Thursday, March 03, 2005
It’s not just about the food...
I like to eat at home because I like to eat food that's made to my taste. I like to eat at restaurants because I want to have a good time while enjoying good food. I consider service, ambiance, and atmosphere to all be a part of the dining experience when I go out to eat. And there is no place that fits the bill as well as Yuzu, my choice restaurant for sushi, as the perfect place for me to out after a long day at work. Yes, it is a 45 min drive from Dublin, and yes, the price is steep for a weekday spur of the moment meal. But nowhere, absolutely nowhere I've been out to eat, is as enjoyable as Yuzu when I consider all the aspects of enjoyable dining.
To get the maximum effect of Yuzu, you MUST sit at the counter. This is really where the action is - the closer you are to Chef Yoichi Arima, the more you get out of every dollar you spend here. The restaurant is small, seating only 25 people or so, and Arima-san definitely pays close attention to the table seats. But when you join him at the counter, you become his friend. And his jovial attitude unites us all at the table. Conversations start flowing between strangers, and we leave as friends with smiles topping off our full bellies.
Although all of my visits to Yuzu have been fun-filled with great company, my last visit to Yuzu was the absolute best yet! What do you get when you have three food bloggers at the counter which seats five?! A great time and new friendships!!!! I met my first fellow food blogger, Molly, who manages the very descriptive and beautiful Spice Tart. The conversation was flowing so well that Arima-san was even shared his new magic tricks - which is definitely worth requesting. If you get to Yuzu, ask him to predict whether you are going to Heaven or Hell!

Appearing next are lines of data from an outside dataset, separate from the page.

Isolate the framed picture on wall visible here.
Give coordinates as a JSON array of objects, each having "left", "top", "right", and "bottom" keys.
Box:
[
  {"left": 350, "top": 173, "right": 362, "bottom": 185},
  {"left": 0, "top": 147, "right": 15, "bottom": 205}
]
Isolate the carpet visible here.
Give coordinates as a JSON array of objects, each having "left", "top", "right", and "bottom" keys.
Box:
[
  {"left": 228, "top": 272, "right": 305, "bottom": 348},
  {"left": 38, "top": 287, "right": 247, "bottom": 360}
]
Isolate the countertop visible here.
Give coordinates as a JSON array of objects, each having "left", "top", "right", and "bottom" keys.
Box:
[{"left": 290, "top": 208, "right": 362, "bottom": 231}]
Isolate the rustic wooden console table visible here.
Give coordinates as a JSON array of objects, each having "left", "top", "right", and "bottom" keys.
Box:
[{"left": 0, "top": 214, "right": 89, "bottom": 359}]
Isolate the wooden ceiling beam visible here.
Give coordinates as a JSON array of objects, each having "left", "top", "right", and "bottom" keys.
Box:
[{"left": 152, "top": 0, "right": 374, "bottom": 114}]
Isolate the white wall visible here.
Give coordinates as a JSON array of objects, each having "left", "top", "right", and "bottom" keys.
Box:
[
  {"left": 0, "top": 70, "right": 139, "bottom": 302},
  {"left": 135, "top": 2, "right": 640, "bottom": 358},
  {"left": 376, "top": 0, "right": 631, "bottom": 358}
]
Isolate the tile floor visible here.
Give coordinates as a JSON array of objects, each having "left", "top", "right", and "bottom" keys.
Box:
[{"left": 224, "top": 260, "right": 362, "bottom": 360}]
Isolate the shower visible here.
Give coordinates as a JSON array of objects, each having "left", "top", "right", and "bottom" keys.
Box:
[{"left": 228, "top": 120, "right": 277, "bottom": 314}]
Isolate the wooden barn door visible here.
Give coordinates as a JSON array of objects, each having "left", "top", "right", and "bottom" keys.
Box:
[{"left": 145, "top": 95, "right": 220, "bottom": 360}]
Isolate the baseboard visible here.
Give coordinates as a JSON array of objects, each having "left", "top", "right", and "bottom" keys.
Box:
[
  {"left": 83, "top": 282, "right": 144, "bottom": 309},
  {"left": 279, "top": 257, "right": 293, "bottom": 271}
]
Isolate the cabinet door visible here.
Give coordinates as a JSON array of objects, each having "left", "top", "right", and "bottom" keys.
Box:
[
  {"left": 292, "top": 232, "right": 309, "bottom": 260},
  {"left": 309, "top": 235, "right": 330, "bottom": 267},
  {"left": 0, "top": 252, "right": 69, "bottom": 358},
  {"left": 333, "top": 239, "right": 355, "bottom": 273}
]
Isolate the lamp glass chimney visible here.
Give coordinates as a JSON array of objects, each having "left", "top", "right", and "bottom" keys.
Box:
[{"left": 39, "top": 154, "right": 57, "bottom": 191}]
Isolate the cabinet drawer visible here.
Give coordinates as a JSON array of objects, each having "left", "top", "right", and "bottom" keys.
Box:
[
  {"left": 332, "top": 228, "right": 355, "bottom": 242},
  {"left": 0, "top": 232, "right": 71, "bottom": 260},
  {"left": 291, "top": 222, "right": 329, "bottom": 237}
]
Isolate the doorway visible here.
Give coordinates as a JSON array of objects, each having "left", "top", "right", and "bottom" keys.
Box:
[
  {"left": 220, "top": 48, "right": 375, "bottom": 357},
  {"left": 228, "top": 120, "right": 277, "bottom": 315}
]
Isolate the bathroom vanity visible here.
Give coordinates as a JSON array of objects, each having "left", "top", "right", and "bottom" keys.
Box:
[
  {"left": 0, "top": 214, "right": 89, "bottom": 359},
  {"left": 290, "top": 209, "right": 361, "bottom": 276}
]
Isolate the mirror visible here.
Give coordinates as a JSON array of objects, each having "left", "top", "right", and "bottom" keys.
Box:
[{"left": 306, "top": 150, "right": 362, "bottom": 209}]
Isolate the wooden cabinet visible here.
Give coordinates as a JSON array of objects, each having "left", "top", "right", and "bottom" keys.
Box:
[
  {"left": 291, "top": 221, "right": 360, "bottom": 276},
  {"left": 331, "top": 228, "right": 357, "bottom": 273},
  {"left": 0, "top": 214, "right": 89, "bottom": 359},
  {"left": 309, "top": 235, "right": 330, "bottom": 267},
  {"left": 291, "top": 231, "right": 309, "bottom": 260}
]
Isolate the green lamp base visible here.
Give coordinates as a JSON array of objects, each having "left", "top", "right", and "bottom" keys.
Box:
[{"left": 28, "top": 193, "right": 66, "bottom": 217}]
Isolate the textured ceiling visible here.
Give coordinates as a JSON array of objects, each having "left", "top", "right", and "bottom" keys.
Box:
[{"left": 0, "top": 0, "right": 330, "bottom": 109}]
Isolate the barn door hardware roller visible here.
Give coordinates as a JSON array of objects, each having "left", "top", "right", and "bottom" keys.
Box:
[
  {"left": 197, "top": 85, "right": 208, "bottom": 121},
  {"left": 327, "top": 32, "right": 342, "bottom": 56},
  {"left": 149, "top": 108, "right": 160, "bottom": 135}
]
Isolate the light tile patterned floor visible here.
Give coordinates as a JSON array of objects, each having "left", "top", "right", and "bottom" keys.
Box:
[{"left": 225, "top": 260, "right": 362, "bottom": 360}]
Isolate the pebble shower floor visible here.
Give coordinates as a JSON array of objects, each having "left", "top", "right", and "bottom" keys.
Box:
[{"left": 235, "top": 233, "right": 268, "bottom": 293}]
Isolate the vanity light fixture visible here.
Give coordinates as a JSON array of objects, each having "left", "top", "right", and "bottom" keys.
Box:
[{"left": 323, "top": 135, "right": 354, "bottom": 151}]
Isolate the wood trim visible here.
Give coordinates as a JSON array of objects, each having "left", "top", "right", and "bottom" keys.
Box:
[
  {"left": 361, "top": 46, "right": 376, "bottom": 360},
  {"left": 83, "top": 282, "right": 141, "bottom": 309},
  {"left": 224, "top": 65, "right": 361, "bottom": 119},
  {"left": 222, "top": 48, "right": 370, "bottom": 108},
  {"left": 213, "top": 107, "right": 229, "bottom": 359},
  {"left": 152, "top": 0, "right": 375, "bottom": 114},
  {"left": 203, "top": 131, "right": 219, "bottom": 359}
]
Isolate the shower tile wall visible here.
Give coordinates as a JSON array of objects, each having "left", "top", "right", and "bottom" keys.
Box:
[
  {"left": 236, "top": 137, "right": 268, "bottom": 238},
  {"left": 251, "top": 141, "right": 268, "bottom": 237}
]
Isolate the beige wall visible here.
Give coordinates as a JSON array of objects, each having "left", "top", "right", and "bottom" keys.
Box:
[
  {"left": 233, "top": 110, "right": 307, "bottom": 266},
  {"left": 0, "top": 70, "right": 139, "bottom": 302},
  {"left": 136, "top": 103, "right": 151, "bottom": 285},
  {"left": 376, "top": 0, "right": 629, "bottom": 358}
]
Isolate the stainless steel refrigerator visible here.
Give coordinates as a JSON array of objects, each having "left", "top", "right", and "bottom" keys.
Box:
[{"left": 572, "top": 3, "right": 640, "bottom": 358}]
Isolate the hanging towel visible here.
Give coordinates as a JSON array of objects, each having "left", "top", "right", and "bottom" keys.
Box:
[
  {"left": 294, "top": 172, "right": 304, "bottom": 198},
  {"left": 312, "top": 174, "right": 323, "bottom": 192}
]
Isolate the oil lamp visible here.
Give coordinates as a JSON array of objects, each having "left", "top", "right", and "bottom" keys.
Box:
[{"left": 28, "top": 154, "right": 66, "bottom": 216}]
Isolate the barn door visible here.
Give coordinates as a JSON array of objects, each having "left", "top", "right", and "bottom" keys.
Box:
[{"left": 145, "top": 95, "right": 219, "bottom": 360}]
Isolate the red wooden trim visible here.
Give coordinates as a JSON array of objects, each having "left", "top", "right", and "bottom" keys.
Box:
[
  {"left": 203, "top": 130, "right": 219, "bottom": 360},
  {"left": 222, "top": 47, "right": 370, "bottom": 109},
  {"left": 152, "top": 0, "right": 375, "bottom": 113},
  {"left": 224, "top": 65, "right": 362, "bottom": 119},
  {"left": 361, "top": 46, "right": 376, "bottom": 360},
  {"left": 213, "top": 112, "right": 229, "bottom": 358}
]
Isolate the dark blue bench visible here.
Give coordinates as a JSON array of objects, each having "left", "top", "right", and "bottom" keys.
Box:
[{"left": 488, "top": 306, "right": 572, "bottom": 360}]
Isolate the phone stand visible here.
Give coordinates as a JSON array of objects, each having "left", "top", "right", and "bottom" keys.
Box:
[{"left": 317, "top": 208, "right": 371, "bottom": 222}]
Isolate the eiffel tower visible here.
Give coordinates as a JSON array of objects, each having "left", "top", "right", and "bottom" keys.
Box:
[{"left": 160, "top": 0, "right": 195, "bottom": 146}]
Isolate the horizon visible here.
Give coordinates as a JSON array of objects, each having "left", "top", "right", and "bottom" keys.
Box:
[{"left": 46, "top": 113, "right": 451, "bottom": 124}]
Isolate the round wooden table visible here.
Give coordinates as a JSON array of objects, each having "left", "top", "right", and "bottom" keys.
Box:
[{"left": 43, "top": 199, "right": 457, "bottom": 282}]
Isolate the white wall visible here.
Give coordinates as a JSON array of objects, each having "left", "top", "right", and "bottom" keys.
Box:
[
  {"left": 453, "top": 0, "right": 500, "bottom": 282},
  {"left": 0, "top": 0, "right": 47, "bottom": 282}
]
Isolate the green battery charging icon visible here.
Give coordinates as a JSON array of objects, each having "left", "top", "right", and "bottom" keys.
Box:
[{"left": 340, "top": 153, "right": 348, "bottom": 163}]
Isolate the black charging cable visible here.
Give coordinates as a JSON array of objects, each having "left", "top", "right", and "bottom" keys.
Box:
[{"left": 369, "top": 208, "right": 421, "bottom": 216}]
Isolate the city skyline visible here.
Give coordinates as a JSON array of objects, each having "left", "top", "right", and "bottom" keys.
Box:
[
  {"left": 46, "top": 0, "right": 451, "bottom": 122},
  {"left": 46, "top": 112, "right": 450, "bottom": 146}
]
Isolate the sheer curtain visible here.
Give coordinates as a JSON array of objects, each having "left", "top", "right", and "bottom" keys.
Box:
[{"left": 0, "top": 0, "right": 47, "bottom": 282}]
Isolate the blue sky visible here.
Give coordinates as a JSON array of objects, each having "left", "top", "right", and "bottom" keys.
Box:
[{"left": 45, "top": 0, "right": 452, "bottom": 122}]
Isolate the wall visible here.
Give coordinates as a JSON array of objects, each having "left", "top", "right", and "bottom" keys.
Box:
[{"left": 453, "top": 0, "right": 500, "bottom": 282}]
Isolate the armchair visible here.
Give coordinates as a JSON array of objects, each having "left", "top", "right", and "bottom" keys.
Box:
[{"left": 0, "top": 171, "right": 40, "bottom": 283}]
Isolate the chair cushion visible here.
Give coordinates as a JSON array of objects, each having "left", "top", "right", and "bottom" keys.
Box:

Of course, the love for fresh fish and good food is no doubt the uniting factor between all of us at Yuzu's counter seats. Arima-san gets his fish from the same source as Sakae in Burlingame, which has been around for over 15 yrs, serving the area's wealthy chu-zai-in (displaced Japanese businessmen here on assignments) and other willing connoisseurs. In other words, they get the best of the best in the area, because that's Sakae's niche. When I go to Yuzu, I let Arima-san do all the driving. As with all restaurants, some things are better than others on certain days. He makes me a sashimi plate (fish sans rice) first, moves onto a few dishes from the kitchen, and finishes me off with sushi. I've learned to appreciate this flow from my mother, who always said she got too full too quickly if she ate all sushi. Apparently, my tendency to want variety is genetically driven, since I also appreciate being able to sample a wide range of textures and flavors in a sashimi plate. If I were to consume the same number of fish variation as sushi, Arima-san would have to roll me out of his restaurant. The items from the kitchen can vary between fried dishes, fresh oysters, or a salad mixed with fresh fish. I am particularly fond of the snapper with okura in an ume plum marinade.
Arima-san will sometimes have his best fish saved for last, and give it to me as sushi. Other times, I request what I liked the best from the sashimi plate as sushi. I ALWAYS finish with ikura, since I love ikura. Their ikura is marinated in soy sauce - if you enjoy fish roe, it's worth checking out the difference between the marinated kind there and the non-marinated kind elsewhere - very different in terms of flavor and texture.
There are sushi restaurants that serve good sushi closer to Dublin for maybe even less. But I find myself going back to Yuzu. Yuzu is more than a sushi joint for me. It's becoming my home base - a place where I can count on to satisfy my belly and my spirit.